Она злится, осознавая, что в непроветриваемой бетонной коробке запах табака сохранится еще на несколько часов. Злится, что вынуждена заискивать, словно собачка, перед собственным похитителем. Злится, что не ела и не пила как минимум двое суток. И неизвестно, сколько ещё придётся. Завести об этом разговор не представляется удобного момента. Схватить лезвие под рёбра хуже, чем мучаться от жажды и голода.

— Блять, только сейчас понял, что ты даже о желании вернуться домой поныть не можешь. Вот же несчастье, — Джефф усмехается, одновременно выпуская дым. Софи не смешно. Она всеми силами старается забыть о месте своего нахождения. 

Софи молчит. Не знает, что ответить, и догадывается, что это скорее монолог, чем диалог. Неуверенно кивает в ответ, чтобы в случае чего это сошло за нервный тик. 

— Я очень хочу пить. Пожалуйста. Больше ничего не нужно, — Уилсон говорит чуть громче, чем обычно. Пытается воспользоваться хорошим расположением духа раньше, чем Джефф снова уйдёт, выключив свет. Это сводит с ума. Его присутствие заставляет трепыхаться от животного ужаса каждую клеточку тела, но его отсутствие сказывается ничуть не лучше. По крайней мере, то, что ты видишь, остаётся в пределах досягаемости. 

— О, мне нравится, как ты умоляешь. Давай ещё, — Джефф выглядит совершенно необремененным обстоятельствами. Будто просит подать соль. Чередует свои реплики-приказы с глубокими затяжками, не утруждая себя и стряхивая пепел прямо на пол. Софи поперёк горла встают остатки собственного достоинства.

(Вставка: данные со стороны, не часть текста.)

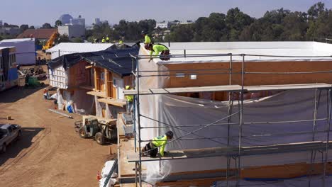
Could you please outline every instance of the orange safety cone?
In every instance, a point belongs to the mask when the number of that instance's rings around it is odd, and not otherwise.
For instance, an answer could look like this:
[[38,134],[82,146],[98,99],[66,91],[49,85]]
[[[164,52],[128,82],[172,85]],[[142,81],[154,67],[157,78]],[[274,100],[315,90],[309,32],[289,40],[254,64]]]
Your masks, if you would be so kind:
[[98,173],[97,173],[97,181],[99,181],[100,179],[101,179],[101,176],[100,176],[99,171],[98,171]]

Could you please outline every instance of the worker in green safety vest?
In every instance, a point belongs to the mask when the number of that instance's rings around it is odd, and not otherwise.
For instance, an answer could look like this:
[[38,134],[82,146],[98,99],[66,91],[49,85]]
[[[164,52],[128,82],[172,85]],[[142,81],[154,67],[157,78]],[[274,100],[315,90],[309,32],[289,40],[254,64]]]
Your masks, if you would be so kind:
[[151,157],[157,157],[159,148],[159,154],[164,157],[165,152],[165,147],[167,144],[167,140],[173,138],[173,132],[168,131],[163,136],[158,136],[153,138],[150,142],[145,144],[142,149],[142,154],[150,156]]
[[153,60],[153,57],[157,57],[160,52],[160,60],[170,60],[170,50],[167,47],[165,46],[162,44],[150,44],[149,45],[150,50],[150,61]]
[[148,50],[149,45],[151,44],[151,39],[150,38],[150,36],[148,35],[148,32],[145,30],[142,31],[142,35],[144,37],[144,47],[145,50]]
[[[126,90],[130,90],[131,86],[126,86]],[[131,113],[133,110],[133,96],[130,95],[130,96],[126,96],[126,98],[127,99],[127,113]]]

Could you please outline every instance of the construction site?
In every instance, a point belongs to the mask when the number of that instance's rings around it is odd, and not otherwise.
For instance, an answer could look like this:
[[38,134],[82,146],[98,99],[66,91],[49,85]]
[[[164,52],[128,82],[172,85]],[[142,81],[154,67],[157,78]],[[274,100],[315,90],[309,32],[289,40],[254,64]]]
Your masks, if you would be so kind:
[[[26,81],[0,92],[0,123],[22,132],[0,186],[328,186],[332,44],[161,45],[168,60],[143,44],[63,42],[44,49],[47,79],[20,69]],[[16,49],[1,47],[8,71]],[[165,155],[144,155],[169,131]]]

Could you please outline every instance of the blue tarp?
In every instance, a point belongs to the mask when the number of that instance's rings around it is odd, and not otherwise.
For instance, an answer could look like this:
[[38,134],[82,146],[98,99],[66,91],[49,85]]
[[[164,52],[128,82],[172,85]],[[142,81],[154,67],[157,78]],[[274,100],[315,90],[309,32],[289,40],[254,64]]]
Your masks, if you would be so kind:
[[130,55],[137,55],[138,50],[138,47],[134,47],[65,55],[51,60],[48,66],[50,69],[63,67],[67,70],[76,63],[85,60],[121,76],[128,76],[131,74],[133,67],[136,67],[136,62],[132,60]]
[[8,79],[9,81],[17,80],[18,79],[18,74],[17,74],[16,68],[11,68],[8,71]]

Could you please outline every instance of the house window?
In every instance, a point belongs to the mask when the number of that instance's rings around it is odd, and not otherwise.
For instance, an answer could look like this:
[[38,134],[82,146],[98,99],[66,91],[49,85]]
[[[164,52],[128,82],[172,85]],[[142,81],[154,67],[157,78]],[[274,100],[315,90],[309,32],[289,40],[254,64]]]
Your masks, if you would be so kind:
[[177,77],[177,78],[184,78],[184,74],[175,74],[175,77]]
[[192,80],[197,79],[197,74],[191,74],[190,75],[190,79],[192,79]]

Их приходится проглотить.

— Пожалуйста, я умоляю, можно мне немного воды?.. Я прошу, мне очень нужно попить, молю, — унижение врезается в сознание словно лопата в подмерзшую землю. Нужда умолять кого-то о своей базовой нужде приносит почти физическую боль, и Софи начинает казаться, что жажда не так уж и плоха. Погань. 

— М, подумаю на досуге.

Джефф разминает затёкшие мышцы, хрустит конечностями. Лениво тянется к лицу Софи, заставляя ее дернуться и попытаться отвернуться. Рефлекс, выработанный за последние несколько визитов. По-хозяйски берет ее двумя пальцами за скулы, не давая вертеть головой, и с упоением прижимает тлеющий бычок к молочного цвета лбу. Кожа взрывается острой болью, отдающей прямо в район темечка. Уилсон звонко вскрикивает и импульсом хватается за руку с окурком, пытаясь убрать её. Получает увесистую пощечину и остаётся одна. В полной темноте, с нестерпимой болью во лбу, горящей щекой и сжимающимся резью желудком. 

А если бы не дёргалась, могла бы и со светом сидеть.